Actually this model was a bit of a problem child. The 170 and the 185 are a much better bet.


----------



## sewtlm (Mar 22, 2006)

I liked mine but traded up to a 200E. The 185 is the same machine with a software and embroidery module upgrade.

I never had problems with the 180 machines but some of the quilting police/snobs did.

It all depends on what type of sewing you do and if you follow directions well.

Correct needles- thread- stabilizers are very important to correct decorative stitch formation and it really doesn't matter what brand of machine this holds true for all.


----------



## CJ (May 10, 2002)

The problems I was referring to were faulty boards. The 180 has a reputation for issues with the boards needing to be replaced. The 185 utilized different boards after all the problems.


----------



## JediMom (Jul 3, 2007)

I am expecting mine to be delivered next week (from Ebay), so I hope I don't have any trouble with it.


----------



## sewtlm (Mar 22, 2006)

My records show a company replacement of the boards on only the very first machines.

You shouldn't have any problems they are a great machine and they can be upgraded to a point.


----------



## JediMom (Jul 3, 2007)

Thanks! I think it will be a good beginners machine. I may want to upgrade in a few years, OR it may just do my job.


----------



## sewtlm (Mar 22, 2006)

If you need help let me know. 
Some where on a backup disc I have the new owners guide book if you're interested.


----------



## JediMom (Jul 3, 2007)

sewtlm said:


> If you need help let me know.
> Some where on a backup disc I have the new owners guide book if you're interested.

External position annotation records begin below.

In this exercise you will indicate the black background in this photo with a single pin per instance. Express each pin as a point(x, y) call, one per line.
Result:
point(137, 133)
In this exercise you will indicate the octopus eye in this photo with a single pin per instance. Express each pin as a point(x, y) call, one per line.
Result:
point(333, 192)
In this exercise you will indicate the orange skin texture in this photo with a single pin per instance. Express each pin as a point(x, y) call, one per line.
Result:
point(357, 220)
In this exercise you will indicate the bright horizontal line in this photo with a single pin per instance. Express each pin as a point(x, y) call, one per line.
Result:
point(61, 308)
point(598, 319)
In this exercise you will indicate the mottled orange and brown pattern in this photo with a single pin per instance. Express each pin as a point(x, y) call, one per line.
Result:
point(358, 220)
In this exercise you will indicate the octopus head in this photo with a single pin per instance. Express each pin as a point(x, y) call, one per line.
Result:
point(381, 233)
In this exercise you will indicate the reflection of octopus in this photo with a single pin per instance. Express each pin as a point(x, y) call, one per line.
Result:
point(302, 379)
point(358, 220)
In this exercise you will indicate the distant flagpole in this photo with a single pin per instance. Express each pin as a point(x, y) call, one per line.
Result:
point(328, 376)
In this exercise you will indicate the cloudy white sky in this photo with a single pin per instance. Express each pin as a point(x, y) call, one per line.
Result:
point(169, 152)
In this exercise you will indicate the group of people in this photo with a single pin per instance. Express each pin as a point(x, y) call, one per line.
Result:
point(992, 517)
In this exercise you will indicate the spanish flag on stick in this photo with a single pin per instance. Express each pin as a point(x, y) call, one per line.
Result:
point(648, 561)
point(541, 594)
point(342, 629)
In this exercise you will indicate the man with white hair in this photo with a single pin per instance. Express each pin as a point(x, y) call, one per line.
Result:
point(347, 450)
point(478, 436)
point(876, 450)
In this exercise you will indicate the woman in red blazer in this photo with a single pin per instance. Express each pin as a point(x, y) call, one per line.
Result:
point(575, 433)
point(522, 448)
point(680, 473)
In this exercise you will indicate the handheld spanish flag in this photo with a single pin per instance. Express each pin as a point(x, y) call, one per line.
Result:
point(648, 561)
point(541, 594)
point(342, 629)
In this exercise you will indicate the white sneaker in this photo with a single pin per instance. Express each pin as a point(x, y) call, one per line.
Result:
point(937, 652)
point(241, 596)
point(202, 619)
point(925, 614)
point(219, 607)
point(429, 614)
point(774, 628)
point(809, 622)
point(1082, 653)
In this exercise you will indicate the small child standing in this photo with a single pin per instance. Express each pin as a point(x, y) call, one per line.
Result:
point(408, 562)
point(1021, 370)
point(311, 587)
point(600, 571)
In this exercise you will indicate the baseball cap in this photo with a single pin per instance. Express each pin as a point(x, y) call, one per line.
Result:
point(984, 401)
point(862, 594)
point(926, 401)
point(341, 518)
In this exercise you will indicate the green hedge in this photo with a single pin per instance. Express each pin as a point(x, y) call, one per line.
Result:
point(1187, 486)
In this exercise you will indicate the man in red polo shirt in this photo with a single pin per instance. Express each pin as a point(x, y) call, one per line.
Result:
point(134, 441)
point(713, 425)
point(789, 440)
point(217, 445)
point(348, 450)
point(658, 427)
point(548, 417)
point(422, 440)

That would be great! Thank you!!


----------



## CJ (May 10, 2002)

JediMom, congratulations on the new machine. I hope you have many happy hours of sewing on it! Did you get the embroidery module with it as well?


----------



## JediMom (Jul 3, 2007)

IT'S HERE, IT'S HERE!!! WOO HOO!!!!!!!!! :banana02::banana02::banana02:

Holy moly...I'll NEVER figure it out...:shrug:


----------



## CJ (May 10, 2002)

Well holler if we can help, and have fun!


----------



## scooter (Mar 31, 2008)

I have the Artista 170, I've had it for about 7 or 8 years, I can't remember when it first came out.

I love that machine, I've sewn a mountain of thing's with it and embroidered a lot of presents with it.

You'll love your machine, if I can be of any help, just let me know. You'll find it very user friendly after you get used to it.

Happy sewing and embroidering.:banana02::banana02::banana02:


----------



## JediMom (Jul 3, 2007)

So far, so good. I read the basics through the manual last night and had her up and sewing for me. I am very impressed with the quality of this machine. It's very well-made. 

Thanks so much for the encouragement. I am sure I will have many ???? :benice:


----------



## AngieM2 (May 10, 2002)

Have great fun with your new machine.

And like always - I love seeing photos of new projects. 

Angie


----------